# plumbing gas pipe



## GolfnRL (Apr 9, 2008)

Moving the gas clothes dryer from one side of the utility room to the other and stacking it on a washer. I have to plumb gas pipe to the new location which shouldn't be much of a problem as the gas water heater is nearby.  My question is how high from the the floor can I put the new gas pipe?  Is there a maximum distance from the floor that gas pipe can be installed in a residence?  It appears that the gas connection on the dryer will be about 36" off the ground when the dryer is sitting on the washer.  Is it OK to stab the pipe through the wall at that height?


----------



## jeff1 (Apr 9, 2008)

Hi,

Most stacked dryers are 3-4 feet off of the floor. Plubing the gas pipe to that area is ok...but as always, check _local_ codes!



> Is it OK to stab the pipe through the wall at that height?



Normally yes. In my area we are not allowed to hide any threaded sections in the wall. Must be visible for inspection. Once inspected can be covered. 
No flex connector in the wall either.



> shouldn't be much of a problem as the gas water heater is nearby.

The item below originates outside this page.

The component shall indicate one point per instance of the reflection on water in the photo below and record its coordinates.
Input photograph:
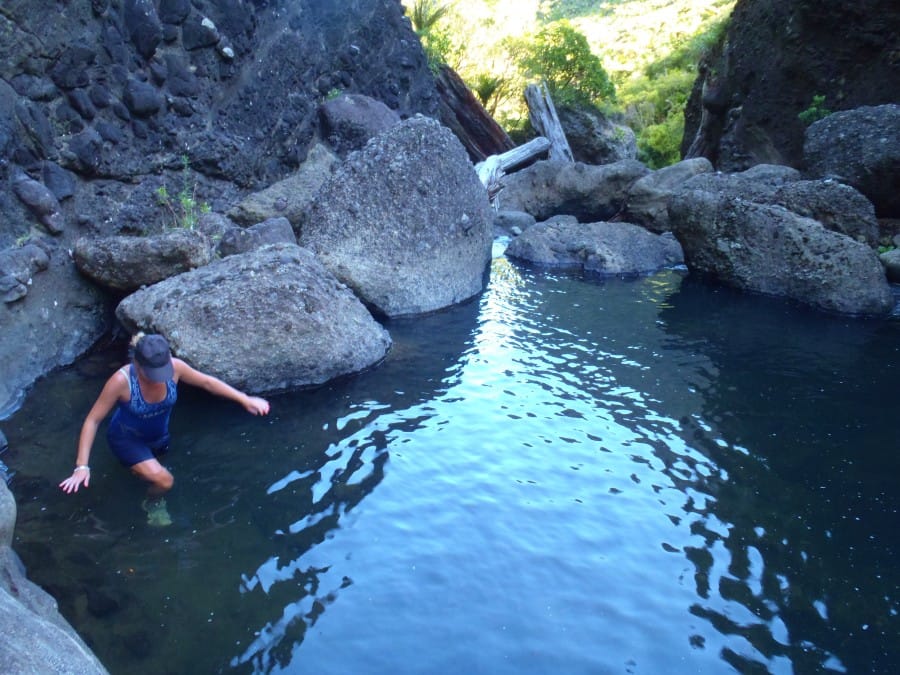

Make sure the supply pipe can handle both appliances it you tap into the water heater feed.

jeff.


----------



## GolfnRL (Apr 9, 2008)

The water heater supply looks like 3/4 reduced to 1/2.  The only gas appliances in the house are central heat, water heater, and gas dryer.


----------



## glennjanie (Apr 10, 2008)

Then you need to take another 1/2" line off the 3/4" part to supply the dryer. Natural gas is notorious for carrying trash and moisture to the appliances; therefore, when you attach your new 1/2" line it should come off the top of the 3/4" line. The premise is, trash and moisture won't go uphill.
Glenn


----------